Both the Made in Denmark and the unique GolfSixes Casçais event in Portugal, have joined the growing list of events cancelled or postponed by the spread of coronavirus (COVID-19).
European Tour chief executive Keith Pelley said: “Discussions regarding the possible rescheduling of all postponed tournaments are ongoing and we remain hopeful of European Tour action resuming in Ireland at the end of May.
“We will continue to monitor this global situation in relation to coronavirus and evaluate its impact on all our tournaments, with public health and well-being our absolute priority. ”
The Irish Open is set to be played at Mount Juliet Estate over the Whitsun May Bank Holilda.
Defending champion Jon Rahm will be looking for a third victory in the Emerald Isle.
A strong field including Fedex Champion Rory McIlroy and Open Champion Shane Lowry. committed to play in Kilkenny, where 2010 US Open champion Graeme McDowell will be the tournament host in the new slot allowing McIlroy to fit it into his playing schedule.
Mount Juliet Estate already boasts a prestigious list of winners after a three-year stint of hosting the event – with Nick Faldo, Bernhard Langer and Sam Torrance winning there in 1993, 1994 and 1995 respectively.

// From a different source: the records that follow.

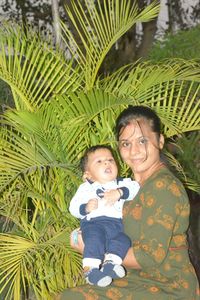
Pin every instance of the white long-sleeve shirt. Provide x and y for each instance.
(87, 191)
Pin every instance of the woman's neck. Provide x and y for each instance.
(143, 176)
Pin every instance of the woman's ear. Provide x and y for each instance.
(161, 141)
(86, 176)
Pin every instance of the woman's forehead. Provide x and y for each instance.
(135, 129)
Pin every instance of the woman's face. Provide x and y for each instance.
(140, 148)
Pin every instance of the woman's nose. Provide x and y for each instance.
(134, 148)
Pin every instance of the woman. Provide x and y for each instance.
(156, 221)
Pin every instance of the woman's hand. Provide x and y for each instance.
(76, 240)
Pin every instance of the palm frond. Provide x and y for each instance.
(99, 30)
(33, 70)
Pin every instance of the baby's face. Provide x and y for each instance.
(101, 166)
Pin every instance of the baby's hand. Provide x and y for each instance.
(111, 196)
(91, 205)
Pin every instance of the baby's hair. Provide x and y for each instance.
(92, 149)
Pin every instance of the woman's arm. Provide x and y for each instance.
(130, 260)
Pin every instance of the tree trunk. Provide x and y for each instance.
(56, 21)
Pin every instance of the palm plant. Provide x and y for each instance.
(62, 107)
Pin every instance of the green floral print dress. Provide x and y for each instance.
(156, 221)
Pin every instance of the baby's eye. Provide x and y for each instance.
(124, 144)
(111, 160)
(142, 141)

And McIlroy was hoping to join that list when he announced his return to play the Irish Open after skipping it last year after a four-year spell as the host.

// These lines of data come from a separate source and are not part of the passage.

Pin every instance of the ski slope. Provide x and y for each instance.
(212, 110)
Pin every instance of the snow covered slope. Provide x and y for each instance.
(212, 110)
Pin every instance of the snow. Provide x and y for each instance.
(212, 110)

The luxury five-star resort in Kilkenny also hosted the WGC-American Express Championship in 2002 and 2004 – won by Tiger Woods and Ernie Els respectively.
GolfSixes Casçais was scheduled to take place at Oitavos Dunes, near Lisbon, from May 9-10, while Made in Denmark – presented by Freja – was due to return to Himmerland Golf & Spa Resort, from May 21-24.
Made in Denmark promoter Flemming Astrup said: “We are very concerned about the current development of coronavirus and we believe the best decision is to postpone the event.
“We will now work closely with the European Tour to find a new date for Made in Denmark.
“It is still too early to say when, but both we and Himmerland Golf & Spa Resort are looking forward to present a fantastic course and tournament for players and fans – when we are on the better side of this unfortunate situation.”
The Made in Denmark has proved popular with interactive initiatives – including building a walkway between the 13th green and 14th tee throught a fans’ beer tent, playing loud music – giving the players a unique interaction on the European Tour.
GolfSixes format proved popular
AFTER the first two GolfSixes were held at the Centurion Club, at St Albans, the European Tour switched its place in the schedule to Casçais in 2019, where Thailand emerged as the winners.
GolfSixes is the short form of the game, increasingly popular with youngsters and the format sees 16 teams made up of pairs contesting over just holes with the team winning the most holes progressing via a four team round-robin league to the semi-finals and final.
Thongchai Jaidee and Phachara Khongwatmai beat England’s Tom Lewis and Paul Waring in the final.
Austrian Bernd Weisberger was due to defend his Made in Denmark crown at Himmerland in two months’ time.
The cancellation of the two events brings the total of events either cancelled or postponed on the Euorpean Tour schedule up to 10, starting with the Magical Kenya Open in March, through to the Made in Denmark.
That sequence includes the first two Majors of the season – the Masters has been postponed for the first time since 1945 – with the USPGA Championship along with Augusta National bosses looking for possible dates later in the year.
•On Wednesday, the European Challenge Tour anncouned the Challenge de España, which had been scheduled to take place from May 14-17, had been provisionally rescheduled for July 2-5.
The decision was made in consultation with the tournament promoter and the Spanish Golf Federation, in light of travel restrictions due to the threat from coronavirus COVID-19.